It’s believed that the domestication of the dog may have occurred at the same time as the split. American academics Dr Brian Hare, director of the Duke Canine Cognition Center, and Vanessa Woods, a research scientist at Duke University, believe that rather than following Darwin’s ‘survival of the fittest’ instinct to stay alive and evolve, wolves and early dogs instead followed a ‘survival of the friendliest’ instinct.
In an adaptation of their book, The Genius of Dogs, published in the National Geographic, the pair say: “Most likely, it was wolves that approached us, not the other way around, probably while they were scavenging around garbage dumps on the edge of human settlements. The wolves that were bold but aggressive would have been killed by humans, and so only the ones that were bold and friendly would have been tolerated.”

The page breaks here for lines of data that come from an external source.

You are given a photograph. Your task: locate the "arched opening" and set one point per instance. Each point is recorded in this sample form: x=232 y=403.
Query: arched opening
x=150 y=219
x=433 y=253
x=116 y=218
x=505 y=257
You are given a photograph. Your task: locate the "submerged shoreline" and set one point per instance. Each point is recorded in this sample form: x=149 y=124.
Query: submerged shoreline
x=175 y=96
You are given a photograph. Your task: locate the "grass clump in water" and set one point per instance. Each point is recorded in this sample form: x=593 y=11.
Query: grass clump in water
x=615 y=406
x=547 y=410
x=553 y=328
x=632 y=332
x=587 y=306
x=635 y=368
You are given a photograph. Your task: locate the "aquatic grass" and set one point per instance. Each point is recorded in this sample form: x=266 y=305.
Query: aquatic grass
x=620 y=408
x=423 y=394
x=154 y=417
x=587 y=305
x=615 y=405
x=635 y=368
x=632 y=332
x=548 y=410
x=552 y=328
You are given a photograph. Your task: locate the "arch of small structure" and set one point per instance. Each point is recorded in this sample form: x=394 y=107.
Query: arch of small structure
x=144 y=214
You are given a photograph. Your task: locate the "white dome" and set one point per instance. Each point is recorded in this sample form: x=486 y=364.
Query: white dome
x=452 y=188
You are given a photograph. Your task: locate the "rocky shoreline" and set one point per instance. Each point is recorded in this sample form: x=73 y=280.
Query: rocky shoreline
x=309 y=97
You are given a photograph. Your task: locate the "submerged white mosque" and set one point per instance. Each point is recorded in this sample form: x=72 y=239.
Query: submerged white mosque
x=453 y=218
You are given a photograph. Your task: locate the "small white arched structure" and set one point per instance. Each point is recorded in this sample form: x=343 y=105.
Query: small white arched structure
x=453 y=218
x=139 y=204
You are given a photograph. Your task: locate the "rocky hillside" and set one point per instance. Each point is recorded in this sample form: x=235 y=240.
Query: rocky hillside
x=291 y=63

These wolves and wild dogs would eventually become tame and trained for hunting, guarding and eventually companionship. As time wore on, the domestication progress would mark out these dogs from their wolf brothers and sisters in ever more distinct ways.
‘Friendliness caused strange things to happen in the wolves,’ Hare and Woods say. ‘They started to look different. Domestication gave them splotchy coats, floppy ears, wagging tails. In only several generations, these friendly wolves would have become very distinctive from their more aggressive relatives.’
The general scientific consensus is that the domestication of the dog dates back to before the founding of human agriculture (11,000 years ago) by at least a few thousand years. The domestication of the dog at this time is also supported by the fact that humans were hunter-gatherers.
If an animal was to keep up with humans during this time, it would need to be able to survive on meat, be able to hunt and be capable of travelling large distances. For these reasons, it’s easy to see why the dog was one of the first animals domesticated by humans.